Introducing ASPIRE for Selective Prediction in LLMs
ASPIRE is a novel framework designed to enhance the selective prediction capabilities of LLMs. It significantly outperforms state-of-the-art selective prediction methods on a variety of QA datasets, such as the CoQA benchmark. Learn more about it!
Merge Large Language Models
Model merging is a novel technique that allows to combine multiple models by merging them into one. In doing so, it is possible to retain quality while also getting additional benefits. This article explores various merging algorithms, ways of implementing them, and more.
Building an LLMOPs Pipeline
Productionizing LLMs is a consistent challenge for users. This article explains how to build a pipeline that fine-tunes, deploys, and evaluates a Llama 7B model, to help evaluate different models, datasets, and prompts. Check out the results!

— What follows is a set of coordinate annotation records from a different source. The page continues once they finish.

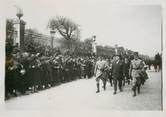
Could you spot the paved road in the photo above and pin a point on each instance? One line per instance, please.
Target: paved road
(80, 95)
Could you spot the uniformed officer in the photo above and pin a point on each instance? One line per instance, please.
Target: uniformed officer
(101, 65)
(117, 73)
(126, 68)
(135, 70)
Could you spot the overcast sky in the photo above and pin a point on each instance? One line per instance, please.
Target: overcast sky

Dealing with MRI and Deep Learning with Python
Embarking on CV tasks through DL involves using standard public image datasets such as ImageNet, characterized by 3-channel RGB natural images. But the images are different in format and features in different domains! This article explains how to deal with this.
Papers & projects
LUMIERE: A Space-Time Diffusion Model for Video Generation
Lumiere is a text-to-video diffusion model designed for synthesizing videos that portray realistic, diverse, and coherent motion. Based on a Space-Time U-Net architecture, it generates the entire temporal duration of the video at once, through a single pass in the model. Learn more about its state-of-the-art text-to-video generation results!
Diffutoon
Diffutoon is a toon shading approach, aiming to transform photorealistic videos in anime styles. It can handle exceptionally high resolutions and rapid motions. It is capable of editing the content according to prompts. Diffutoon surpasses both open-source and closed-source baseline approaches in the experiments.

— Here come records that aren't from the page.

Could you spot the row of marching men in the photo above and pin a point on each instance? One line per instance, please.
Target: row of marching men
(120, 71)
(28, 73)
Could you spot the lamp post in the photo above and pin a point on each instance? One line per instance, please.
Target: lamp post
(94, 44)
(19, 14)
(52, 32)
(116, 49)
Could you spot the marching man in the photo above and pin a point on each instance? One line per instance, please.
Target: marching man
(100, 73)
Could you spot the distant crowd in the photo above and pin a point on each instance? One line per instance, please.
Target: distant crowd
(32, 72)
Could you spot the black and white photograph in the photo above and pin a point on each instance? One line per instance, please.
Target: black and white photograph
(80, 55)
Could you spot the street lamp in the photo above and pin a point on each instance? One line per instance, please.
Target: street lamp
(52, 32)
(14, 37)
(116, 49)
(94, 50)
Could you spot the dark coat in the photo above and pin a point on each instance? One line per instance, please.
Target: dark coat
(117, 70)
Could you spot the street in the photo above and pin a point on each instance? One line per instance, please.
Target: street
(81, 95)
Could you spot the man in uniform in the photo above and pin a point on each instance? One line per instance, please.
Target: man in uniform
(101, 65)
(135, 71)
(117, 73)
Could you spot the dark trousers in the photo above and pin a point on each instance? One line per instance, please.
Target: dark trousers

SEELE: Repositioning The Subject Within Image
Current image manipulation centers on static manipulation, such as replacing regions within an image or altering its overall style. SEELE is an innovative dynamic manipulation task and a subject repositioning method that employs an interactive pre-processing, manipulation, and post-processing pipeline for subject repositioning.
Mastering Text-to-Image Diffusion: Recaptioning, Planning, and Generating with Multimodal LLMs
Recaption, Plan and Generate (RPG) is a new training-free text-to-image generation/editing framework that harnesses the powerful chain-of-thought reasoning ability of multimodal LLMs to enhance the compositionality of text-to-image diffusion models. RPG framework exhibits wide compatibility with various MLLM architectures and diffusion backbones.
Diffuse to Choose: Enriching Image Conditioned Inpainting in Latent Diffusion Models for Virtual Try-All
"Diffuse to Choose" is a novel diffusion-based image-conditioned inpainting model that efficiently balances fast inference with the retention of high-fidelity details in a given reference item while ensuring accurate semantic manipulations in the given scene content. It is superior to existing zero-shot diffusion inpainting methods.